Проведённые в Училище правоведения годы нельзя назвать потерянными. Помимо великолепной базовой подготовки, оно славилось насыщенной культурной жизнью. Там Стасов пережил увлечение поэтом Александром Пушкиным, композитором Михаилом Глинкой и музыкантом Ференцем Листом. В ученические годы определились отношения с РПЦ, чему в немалой степени способствовал один эпизод. Преподававший Закон Божий священник задал тему «Почему тело Христово называется церковью?», но, выслушав ответы, разнёс их в пух и прах. Тогда юный Стасов, воспользовавшись пребыванием в Петербурге Московского митрополита Филарета (Дроздова), решил попросить того разъяснить этот вопрос.
Именитый архиерей согласился, поскольку водил знакомство с семьёй Стасовых. Каково же было удивление молодого Владимира, когда он озвучил сказанное митрополитом (без упоминания имени знаменитого архиерея) и вновь был раскритикован за тупоумие.[20]

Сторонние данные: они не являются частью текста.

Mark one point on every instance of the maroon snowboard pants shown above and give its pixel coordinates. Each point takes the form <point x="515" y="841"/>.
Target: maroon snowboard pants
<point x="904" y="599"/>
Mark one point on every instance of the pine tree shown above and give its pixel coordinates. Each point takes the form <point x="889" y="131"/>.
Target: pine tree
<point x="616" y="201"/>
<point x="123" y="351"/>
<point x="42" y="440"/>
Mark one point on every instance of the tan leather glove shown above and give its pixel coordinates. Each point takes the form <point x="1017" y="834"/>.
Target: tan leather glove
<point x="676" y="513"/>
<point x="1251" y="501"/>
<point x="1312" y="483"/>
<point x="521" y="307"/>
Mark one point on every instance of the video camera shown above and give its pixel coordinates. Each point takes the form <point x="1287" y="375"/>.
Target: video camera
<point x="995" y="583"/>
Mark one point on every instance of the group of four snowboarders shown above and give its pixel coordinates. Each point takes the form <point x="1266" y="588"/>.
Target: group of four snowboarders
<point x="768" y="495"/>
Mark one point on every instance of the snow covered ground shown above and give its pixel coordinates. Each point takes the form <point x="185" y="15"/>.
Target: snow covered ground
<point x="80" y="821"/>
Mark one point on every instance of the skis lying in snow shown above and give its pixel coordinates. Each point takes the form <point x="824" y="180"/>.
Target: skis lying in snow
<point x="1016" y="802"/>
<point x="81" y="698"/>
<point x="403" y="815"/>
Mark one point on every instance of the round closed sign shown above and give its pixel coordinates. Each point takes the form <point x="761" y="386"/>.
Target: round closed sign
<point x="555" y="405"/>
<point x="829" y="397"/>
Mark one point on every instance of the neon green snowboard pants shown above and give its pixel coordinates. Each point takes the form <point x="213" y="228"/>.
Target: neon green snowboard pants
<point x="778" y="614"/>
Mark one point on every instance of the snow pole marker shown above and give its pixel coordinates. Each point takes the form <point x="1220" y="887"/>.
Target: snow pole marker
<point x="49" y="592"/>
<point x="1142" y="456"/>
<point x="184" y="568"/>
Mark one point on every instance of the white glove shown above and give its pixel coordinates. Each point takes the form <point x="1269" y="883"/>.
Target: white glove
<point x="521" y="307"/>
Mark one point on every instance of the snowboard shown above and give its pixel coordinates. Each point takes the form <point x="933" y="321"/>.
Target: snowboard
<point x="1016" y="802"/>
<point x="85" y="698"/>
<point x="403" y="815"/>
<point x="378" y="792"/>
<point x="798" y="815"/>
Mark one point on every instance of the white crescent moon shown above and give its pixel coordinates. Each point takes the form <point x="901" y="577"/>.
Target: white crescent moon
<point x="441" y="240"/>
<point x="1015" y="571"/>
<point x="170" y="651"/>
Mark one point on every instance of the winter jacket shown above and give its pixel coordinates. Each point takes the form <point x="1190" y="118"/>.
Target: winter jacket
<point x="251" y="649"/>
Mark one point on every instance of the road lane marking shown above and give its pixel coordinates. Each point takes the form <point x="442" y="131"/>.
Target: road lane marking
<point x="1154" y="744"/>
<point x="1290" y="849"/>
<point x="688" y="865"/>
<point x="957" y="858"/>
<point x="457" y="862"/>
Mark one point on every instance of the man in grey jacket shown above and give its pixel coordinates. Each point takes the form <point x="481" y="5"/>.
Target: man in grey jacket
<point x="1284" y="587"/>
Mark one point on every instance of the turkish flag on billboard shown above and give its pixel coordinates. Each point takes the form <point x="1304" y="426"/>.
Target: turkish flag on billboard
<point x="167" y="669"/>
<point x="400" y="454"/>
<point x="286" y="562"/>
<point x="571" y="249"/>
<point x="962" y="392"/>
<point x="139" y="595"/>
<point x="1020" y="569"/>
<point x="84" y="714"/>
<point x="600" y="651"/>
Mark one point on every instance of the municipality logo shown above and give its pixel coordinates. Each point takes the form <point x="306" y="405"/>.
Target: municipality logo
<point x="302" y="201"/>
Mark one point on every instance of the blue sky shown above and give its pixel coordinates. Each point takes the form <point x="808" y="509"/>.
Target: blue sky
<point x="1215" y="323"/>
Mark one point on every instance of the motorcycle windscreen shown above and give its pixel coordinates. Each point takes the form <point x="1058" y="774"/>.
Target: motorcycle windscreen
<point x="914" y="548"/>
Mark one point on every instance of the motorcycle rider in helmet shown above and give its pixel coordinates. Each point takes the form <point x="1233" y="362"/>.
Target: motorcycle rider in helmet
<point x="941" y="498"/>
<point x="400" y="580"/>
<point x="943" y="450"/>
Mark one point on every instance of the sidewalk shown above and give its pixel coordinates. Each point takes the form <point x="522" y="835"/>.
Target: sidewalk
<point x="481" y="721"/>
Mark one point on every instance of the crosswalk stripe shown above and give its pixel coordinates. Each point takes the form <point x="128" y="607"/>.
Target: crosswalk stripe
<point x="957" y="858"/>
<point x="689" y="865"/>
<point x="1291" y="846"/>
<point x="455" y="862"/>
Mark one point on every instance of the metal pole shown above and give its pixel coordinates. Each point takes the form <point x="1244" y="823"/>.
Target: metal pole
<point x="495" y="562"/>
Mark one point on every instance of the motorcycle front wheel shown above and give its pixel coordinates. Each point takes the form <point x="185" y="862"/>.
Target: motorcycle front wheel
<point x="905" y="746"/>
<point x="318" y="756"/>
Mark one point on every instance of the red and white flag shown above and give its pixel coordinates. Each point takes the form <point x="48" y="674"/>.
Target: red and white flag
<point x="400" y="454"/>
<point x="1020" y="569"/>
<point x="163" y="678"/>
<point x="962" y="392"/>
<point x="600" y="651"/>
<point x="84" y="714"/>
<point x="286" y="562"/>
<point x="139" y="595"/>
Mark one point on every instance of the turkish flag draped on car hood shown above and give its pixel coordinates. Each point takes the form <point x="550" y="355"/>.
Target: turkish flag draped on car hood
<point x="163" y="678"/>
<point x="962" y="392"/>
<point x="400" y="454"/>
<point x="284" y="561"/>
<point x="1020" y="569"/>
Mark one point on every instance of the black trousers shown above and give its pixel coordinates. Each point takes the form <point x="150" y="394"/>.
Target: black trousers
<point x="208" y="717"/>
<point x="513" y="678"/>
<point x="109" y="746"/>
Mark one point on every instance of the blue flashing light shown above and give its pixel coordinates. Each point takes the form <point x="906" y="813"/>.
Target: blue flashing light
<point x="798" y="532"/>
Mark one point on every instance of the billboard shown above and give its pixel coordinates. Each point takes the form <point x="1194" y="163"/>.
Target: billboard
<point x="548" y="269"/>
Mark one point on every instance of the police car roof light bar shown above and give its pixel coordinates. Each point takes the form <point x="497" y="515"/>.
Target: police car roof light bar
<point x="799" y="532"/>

Вступление на чиновничье поприще произошло в 1844 году в Сенате, продолжилось в Министерстве юстиции. Служба скрашивалась занятиями, далёкими от юриспруденции: первыми заметками в газетах и журналах, женитьбой на Елизавете Сербиной, рождением в 1850 году дочери Софьи. После чего в судьбе молодого чиновника происходит достаточно крутой вираж: неожиданно он выходит в отставку и выезжает за рубеж в качестве секретаря князя Анатолия Демидова Сан-Донато — потомка знатного рода, едва изъяснявшегося по-русски. Утончённый аристократ побывал мужем кузины Наполеона III, за что испытал гнев Николая I, и отметился в громких культурных прожектах. Но, пожалуй, единственное, к чему он никогда не остывал, — это страсть к коллекционированию. В разъездах по западным странам ему удалось собрать богатую коллекцию, требовавшую немало хлопот. Стасов принимает обязанности привести её в порядок наряду с новыми приобретениями. 1851–1854 годы проходят в европейском культурном мире, в очном знакомстве с вековыми достижениями. Много лет спустя, в письме к дочери Владимир Васильевич подчёркивал: «Если бы я 47 лет назад не решился бы в один прекрасный день на необычное сальто-мортале и не улетел бы каким-то чудом за границу», то жизнь моя сложилась бы совсем иначе. Но «она вся пошла по новой, неожиданной полосе… только вследствие моего смелого, неожиданного для меня самого шага».[21] Результаты этого шага — длиной в четыре года — действительно трудно переоценить: отныне Стасов навсегда связывает свою судьбу со служением науке и искусству.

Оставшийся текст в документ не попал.